Changes to the health star rating for fruit and vegetable juices are on hold with the Australia and New Zealand Ministerial Forum on Food Regulation. It has been decided that a final decision will have to wait until February. This is due to the fact that growers are concerned by the fact that the forum has overlooked the nutritional benefits of no-added-sugar juices.
On Friday, fruit growers and federal Agriculture Minister David Littleproud were furious at what Mr Littleproud described as a "mind-numbingly dumb" recommendation by the state ministers to press on with a plan to introduce health star ratings [HSR] based on sugar content.

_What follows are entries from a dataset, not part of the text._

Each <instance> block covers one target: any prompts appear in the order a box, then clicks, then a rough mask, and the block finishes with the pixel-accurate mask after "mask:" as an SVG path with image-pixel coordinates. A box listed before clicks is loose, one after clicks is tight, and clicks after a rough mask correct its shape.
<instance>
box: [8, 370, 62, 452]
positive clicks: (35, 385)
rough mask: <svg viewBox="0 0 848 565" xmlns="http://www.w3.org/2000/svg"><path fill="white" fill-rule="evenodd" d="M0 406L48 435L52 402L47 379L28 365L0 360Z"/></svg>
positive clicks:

Citrus Australia, the peak body for Australian growers, said it was "shocked and disappointed" that state health ministers had endorsed a HSR that "gives Diet Coke a higher rating than fresh Australian juice".
Littleproud said Friday's meeting was his last chance to prevent a decision to introduce a rating system that ‘has no basis on nutritional value’.
"This was it," he told abc.net.au. "This was my second crack at it. I had a go in July and got rolled and then rolled again."
"The forum supported a proposal for a minor adjustment to the HSR review calculator to address an anomaly. Diet beverages will now achieve no more than 3.5 stars," a forum statement reads, adding the adjustment was in line with Australian and New Zealand dietary guidelines.
The delay keeps alive Mr Littleproud's proposal last week that an automatic four-star rating apply to 100 per cent fruit and vegetable juices with no added sugar. That's a concession from July when his proposal for a five-star rating for such juices was rejected.